Find all positive integers $m$ and $n$ such that the inequality: \[ [ (m+n) \alpha ] + [ (m+n) \beta ] \geq [ m \alpha ] + [n \beta] + [ n(\alpha+\beta)] \] is true for any real numbers $\alpha$ and $\beta$. Here $[x]$ denote the largest integer no larger than real number $x$.
Problem
Source: China TST 2005
Tags: inequalities, function, floor function, inequalities unsolved
27.04.2010 11:49
shobber wrote: Find all positive integers $m$ and $n$ such that the inequality \[\lfloor (m+n) \alpha \rfloor+ \lfloor (m+n) \beta \rfloor \ge \lfloor m \alpha \rfloor + \lfloor n \beta \rfloor + \lfloor n(\alpha+\beta) \rfloor\] is true for any real numbers $\alpha$ and $\beta$. Here $\lfloor x \rfloor$ denotes the largest integer less than or equal to $x$. Are $\alpha$ and $\beta$ really supposed to be real?
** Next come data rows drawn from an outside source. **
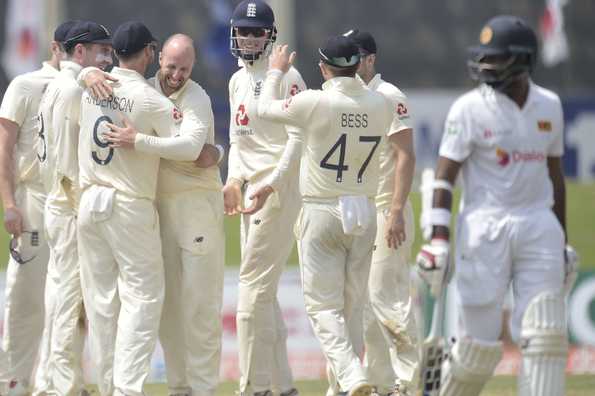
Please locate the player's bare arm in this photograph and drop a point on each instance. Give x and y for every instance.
(13, 219)
(126, 137)
(446, 170)
(98, 82)
(402, 145)
(554, 165)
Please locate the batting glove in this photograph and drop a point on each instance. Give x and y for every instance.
(432, 264)
(570, 268)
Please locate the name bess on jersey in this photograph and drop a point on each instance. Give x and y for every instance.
(121, 104)
(351, 120)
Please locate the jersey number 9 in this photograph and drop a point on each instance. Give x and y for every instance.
(101, 143)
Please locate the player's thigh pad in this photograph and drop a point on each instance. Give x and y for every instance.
(469, 366)
(483, 264)
(544, 346)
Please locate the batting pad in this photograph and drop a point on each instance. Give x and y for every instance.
(544, 346)
(469, 366)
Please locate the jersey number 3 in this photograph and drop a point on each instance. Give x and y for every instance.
(100, 143)
(341, 145)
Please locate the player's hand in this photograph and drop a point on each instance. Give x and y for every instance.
(394, 232)
(258, 199)
(98, 83)
(281, 59)
(432, 264)
(209, 156)
(232, 197)
(123, 137)
(13, 221)
(571, 265)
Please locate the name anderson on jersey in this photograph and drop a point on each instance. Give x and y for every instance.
(113, 102)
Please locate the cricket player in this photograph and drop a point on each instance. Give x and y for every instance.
(190, 206)
(390, 332)
(342, 127)
(23, 199)
(506, 136)
(87, 44)
(257, 157)
(118, 226)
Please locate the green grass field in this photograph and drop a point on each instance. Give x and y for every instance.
(580, 203)
(578, 385)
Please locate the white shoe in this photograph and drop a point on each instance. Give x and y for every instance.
(17, 388)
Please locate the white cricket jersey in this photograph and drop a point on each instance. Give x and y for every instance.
(503, 148)
(256, 144)
(386, 180)
(58, 139)
(343, 126)
(130, 172)
(179, 176)
(20, 105)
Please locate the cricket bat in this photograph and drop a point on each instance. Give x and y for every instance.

Not just positive real? Since for real numbers $\alpha$ and $\beta$, the questions becomes quite easy.. Proof. Let $\alpha$, $\beta$ be integers. Then the inequality $(m-n)\beta \ge 0$ must hold true. However, if $m>n$, we can choose a negative $\beta$, if $m<n$, we choose a positive integer $\beta$. Consequently, $m=n$. The inequality becomes \[\lfloor 2m \alpha \rfloor + \lfloor 2m \beta \rfloor \ge \lfloor m \alpha \rfloor + \lfloor m \beta \rfloor + \lfloor m(\alpha+ \beta) \rfloor .\] Define integers $A$ and $B$, such that we have $A > m \alpha \ge A-1$ and $B>m \beta \ge B-1$. Now we can split the problem up into three cases: $\bullet$ $2A > 2m \alpha \ge 2A-1$ and $2B > 2m \beta \ge 2B-1$, $\bullet$ $2A > 2m \alpha \ge 2A-1$ and $2B-1 > 2m \beta \ge 2B-2$, $\bullet$ $2A-1 > 2m \alpha \ge 2A-2$ and $2B-1 > 2m \beta \ge 2B-2$. A short computation shows that the inequality holds true in each of the three cases. Hence every pair $(m$, $n)=(t$, $t)$ for some positive integer $t$ fits. $\square$